One word to describe this soup? Special. Courtesy of Linda Tay Esposito.
Course Soup
Cuisine Asian
Servings 6
Author Lemons & Anchovies


  • 2 pieces kombu 6-inches, wiped clean
  • 6 cups water
  • 3 tablespoons bonito flakes
  • 1/4 cup red miso
  • 1 cup nameko or shiitake mushrooms trimmed
  • 3 tablespoons dried wakame
  • 3 ounces yuba cut into thin strands
  • 1 pound Manila clams
  • 1/4 cup ikura
  • 4 stalks mitsuba chopped
  • 6 portions of 1/2 cup silken tofu


  1. To make the dash (broth), combine the kombu and water in a saucepan. Wait 15 minutes then bring the water to an almost-boil. Remove from heat, sprinkle the bonito flakes and let steep for 15 minutes. Strain out the kombu and bonito, discard the solids and transfer the broth to a pot.

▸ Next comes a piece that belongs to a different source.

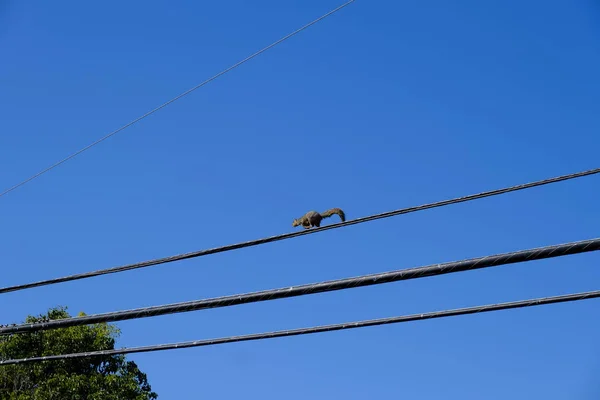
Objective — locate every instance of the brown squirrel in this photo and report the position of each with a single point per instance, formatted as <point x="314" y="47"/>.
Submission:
<point x="313" y="218"/>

  2. Add a couple of tablespoons of the dashi to the miso to create a smooth paste. Add the softened miso to the rest of the dash and whisk to combine. Bring to a gentle simmer to dissolve the miso. Add the mushroom and wakame and simmer for a few minutes until the mushrooms are tender. Add the yuba strands and heat through.
  3. Remove one cup of broth to a small pot and bring to a boil. Add the clams and cover to allow them to cook, about 4 minutes. Transfer the clams to the miso broth and strain in the clam broth (to make sure sandy residue is left behind).
  4. Place 1/2 cup portions of silken tofu in 6 bowls. Ladle the soup with the clams, mushrooms and yuba strips. Garnish with mitsuba and dot with ikura.